Casey Orledge/THE REVIEW
The university advisement system leaves students stressed and forces them to do everything themselves.

Spring registration is just around the corner and the pressure is palpable. Students are rushing to squeeze in advisement appointments, scouring RateMyProfessor reviews and, for the seniors, checking all the boxes to ensure a timely graduation.

It is a risky game. One wrong credit hour could potentially force someone into an additional semester. One semester gone awry can seriously impede a student’s college experience. One bad piece of advice from an advisor can lead a student’s entire academic career astray, potentially derailing not only their future careers, but their financial stability.

The cost of college has risen to insurmountable heights. Student debt stands at $1.3 trillion and has quadrupled over the last decade. A college degree is meant to open doors and provide opportunities, but with the pressure of gaining independence post-graduation, the liberating nature is deterred. $16,000 per semester for out-of-state students is a major deal. If a student is forced into an extra semester, the college debt continues to build.

With the majority of college students incurring debt at some point in their four, if not more years at college, the margin of error is slimmer than ever. Competition to secure internships, jobs, recommendations and scholarship money is increasing as application numbers rise, leaving less of these limited opportunities to go around. To a student adjusting to college though, this news may strike them as surprising. A swirl of potential classes, majors, minors, clubs and activities can be disorienting, especially to a first- or second-year student struggling to specify exactly what they want to make of their college experience.

Advisors are meant to act as reassuring guidances for both first-year students adjusting to the commotion of college and upper-division students alike.

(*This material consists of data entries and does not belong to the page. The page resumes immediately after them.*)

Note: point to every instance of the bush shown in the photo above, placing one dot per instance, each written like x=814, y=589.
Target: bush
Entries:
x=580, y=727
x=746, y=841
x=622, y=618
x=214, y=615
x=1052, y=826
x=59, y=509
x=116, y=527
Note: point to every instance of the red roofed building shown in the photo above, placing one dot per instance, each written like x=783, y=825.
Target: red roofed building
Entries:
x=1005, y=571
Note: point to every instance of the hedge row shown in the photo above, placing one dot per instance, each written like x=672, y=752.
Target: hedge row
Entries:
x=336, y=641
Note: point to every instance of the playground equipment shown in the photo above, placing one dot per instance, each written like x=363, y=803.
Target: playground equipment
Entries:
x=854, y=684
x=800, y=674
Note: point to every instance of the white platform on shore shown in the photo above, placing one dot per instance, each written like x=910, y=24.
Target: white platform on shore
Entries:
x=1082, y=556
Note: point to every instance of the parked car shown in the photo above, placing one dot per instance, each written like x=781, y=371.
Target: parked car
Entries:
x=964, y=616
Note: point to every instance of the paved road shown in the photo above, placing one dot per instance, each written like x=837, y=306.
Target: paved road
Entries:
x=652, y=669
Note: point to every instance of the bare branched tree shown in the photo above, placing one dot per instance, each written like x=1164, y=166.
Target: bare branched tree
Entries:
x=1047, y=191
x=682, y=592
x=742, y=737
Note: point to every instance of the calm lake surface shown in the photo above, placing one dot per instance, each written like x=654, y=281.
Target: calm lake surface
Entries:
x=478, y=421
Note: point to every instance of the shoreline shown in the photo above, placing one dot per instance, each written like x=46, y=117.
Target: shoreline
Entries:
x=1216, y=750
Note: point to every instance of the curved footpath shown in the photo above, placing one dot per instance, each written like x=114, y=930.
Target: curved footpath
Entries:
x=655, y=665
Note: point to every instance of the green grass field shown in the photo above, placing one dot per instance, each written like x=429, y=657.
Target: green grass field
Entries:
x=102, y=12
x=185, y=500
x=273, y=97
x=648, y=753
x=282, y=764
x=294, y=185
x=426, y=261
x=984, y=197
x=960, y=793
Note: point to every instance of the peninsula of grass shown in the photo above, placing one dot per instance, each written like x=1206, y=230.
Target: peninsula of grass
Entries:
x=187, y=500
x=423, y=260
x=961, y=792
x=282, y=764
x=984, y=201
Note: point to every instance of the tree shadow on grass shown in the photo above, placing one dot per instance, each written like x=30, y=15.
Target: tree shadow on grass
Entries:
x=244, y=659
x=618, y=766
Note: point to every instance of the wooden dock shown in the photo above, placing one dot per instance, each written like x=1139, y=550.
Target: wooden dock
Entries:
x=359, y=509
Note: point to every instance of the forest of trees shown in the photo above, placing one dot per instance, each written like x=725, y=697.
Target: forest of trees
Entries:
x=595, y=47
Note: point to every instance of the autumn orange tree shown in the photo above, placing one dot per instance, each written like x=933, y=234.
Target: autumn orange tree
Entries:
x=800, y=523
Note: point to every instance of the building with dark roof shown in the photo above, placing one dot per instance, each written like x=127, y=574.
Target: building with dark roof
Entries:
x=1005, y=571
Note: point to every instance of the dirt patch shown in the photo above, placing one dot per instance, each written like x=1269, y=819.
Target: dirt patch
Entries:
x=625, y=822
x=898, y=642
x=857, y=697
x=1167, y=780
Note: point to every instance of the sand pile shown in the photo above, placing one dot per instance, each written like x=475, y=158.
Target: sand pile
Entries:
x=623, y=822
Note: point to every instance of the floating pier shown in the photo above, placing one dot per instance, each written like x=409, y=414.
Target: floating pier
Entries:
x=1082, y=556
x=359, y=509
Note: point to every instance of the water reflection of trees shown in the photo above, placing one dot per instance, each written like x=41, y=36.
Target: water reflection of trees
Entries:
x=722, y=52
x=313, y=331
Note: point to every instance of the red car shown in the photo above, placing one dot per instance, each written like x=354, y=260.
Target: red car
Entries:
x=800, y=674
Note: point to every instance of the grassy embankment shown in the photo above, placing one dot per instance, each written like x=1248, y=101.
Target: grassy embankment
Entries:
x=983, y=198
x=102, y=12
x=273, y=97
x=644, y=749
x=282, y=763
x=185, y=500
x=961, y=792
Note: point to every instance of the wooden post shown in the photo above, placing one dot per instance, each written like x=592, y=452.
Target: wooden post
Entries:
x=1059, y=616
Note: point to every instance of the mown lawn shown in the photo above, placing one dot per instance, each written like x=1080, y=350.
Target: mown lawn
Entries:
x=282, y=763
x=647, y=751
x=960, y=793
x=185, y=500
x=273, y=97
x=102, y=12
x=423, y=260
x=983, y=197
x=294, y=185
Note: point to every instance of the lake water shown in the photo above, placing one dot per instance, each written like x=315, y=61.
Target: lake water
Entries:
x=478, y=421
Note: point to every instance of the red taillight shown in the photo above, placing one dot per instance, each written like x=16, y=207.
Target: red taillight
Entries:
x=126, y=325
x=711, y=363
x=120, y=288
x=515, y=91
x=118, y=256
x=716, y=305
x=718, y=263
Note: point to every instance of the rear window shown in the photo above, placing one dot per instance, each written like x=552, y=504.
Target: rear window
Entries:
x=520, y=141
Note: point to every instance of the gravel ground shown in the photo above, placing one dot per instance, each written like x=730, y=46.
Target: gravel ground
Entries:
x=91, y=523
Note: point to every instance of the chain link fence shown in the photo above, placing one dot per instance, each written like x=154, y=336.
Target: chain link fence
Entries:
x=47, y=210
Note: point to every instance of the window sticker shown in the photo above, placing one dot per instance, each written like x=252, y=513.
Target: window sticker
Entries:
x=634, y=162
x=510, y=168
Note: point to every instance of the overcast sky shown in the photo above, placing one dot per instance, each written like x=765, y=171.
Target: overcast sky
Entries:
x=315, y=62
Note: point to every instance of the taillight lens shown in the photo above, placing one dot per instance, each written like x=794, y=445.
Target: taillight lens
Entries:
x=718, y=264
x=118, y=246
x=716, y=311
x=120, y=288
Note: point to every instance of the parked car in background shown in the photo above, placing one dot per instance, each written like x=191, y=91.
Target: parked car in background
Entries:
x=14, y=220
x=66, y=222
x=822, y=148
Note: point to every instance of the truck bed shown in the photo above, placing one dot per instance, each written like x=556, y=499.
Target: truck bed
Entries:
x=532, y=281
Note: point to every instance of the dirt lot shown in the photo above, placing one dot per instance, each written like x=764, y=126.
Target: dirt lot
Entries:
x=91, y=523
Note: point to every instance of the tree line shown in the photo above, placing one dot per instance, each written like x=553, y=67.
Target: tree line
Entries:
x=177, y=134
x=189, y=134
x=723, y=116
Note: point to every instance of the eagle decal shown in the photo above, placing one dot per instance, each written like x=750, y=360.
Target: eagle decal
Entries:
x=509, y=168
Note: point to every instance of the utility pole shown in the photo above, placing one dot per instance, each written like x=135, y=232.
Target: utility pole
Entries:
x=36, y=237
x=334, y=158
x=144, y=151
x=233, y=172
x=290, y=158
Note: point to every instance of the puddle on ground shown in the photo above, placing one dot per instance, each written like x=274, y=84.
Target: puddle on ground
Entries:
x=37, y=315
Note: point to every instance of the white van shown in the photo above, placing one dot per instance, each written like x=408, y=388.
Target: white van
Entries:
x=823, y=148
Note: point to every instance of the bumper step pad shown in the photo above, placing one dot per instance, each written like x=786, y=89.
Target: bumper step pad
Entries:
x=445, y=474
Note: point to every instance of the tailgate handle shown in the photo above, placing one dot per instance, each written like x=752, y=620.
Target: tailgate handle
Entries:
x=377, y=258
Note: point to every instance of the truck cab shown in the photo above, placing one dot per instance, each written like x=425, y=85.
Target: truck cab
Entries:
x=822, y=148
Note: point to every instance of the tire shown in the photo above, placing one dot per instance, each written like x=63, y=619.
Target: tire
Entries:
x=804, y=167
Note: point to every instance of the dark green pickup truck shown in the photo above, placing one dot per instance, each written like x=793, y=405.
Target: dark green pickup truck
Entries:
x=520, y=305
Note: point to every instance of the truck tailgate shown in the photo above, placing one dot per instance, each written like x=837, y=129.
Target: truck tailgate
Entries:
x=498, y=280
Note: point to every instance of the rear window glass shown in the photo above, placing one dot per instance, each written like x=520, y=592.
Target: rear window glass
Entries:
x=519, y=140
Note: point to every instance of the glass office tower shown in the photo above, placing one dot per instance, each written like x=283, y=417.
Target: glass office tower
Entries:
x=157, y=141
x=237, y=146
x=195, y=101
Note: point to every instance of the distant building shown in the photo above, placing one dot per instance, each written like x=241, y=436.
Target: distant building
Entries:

However, many at the university have reported having less-than-helpful experiences with their advisors, and this lack of direction has cost students valuable money and time.

The university should take after other schools to improve their advisement.

Temple University for example, another large, neighboring public university, deals with advisement concerns differently. Instead of utilizing professors, who often have full schedules balancing teaching and research obligations, Temple hires professional advisors whose sole jobs are to assist students with registration.

With this, professionals have a more linear focus, and a more active role, in selecting courses that will help students graduate on time. They are often more approachable and have more availability than advisors who double as professors

Every summer, professional advisors at Temple are educated on the changes that occur within their respective departments, and this knowledge is then reflected and distributed to their students.

Along with this, advisors focus on students that are at a higher risk for dropping out. This includes first-generation students, students who work more than 20 hours per week and students with troubled high school transcripts. This specification allows advisors to adjust their approach to each individual student and the student’s needs.

Specifically at the university, changes can be made to our New Student Orientation (NSO) process. Many students note that their advisor was not knowledgeable about registration and in some scenarios, was not a professor of their intended major.

Oftentimes, when students realize they need help, it’s too late.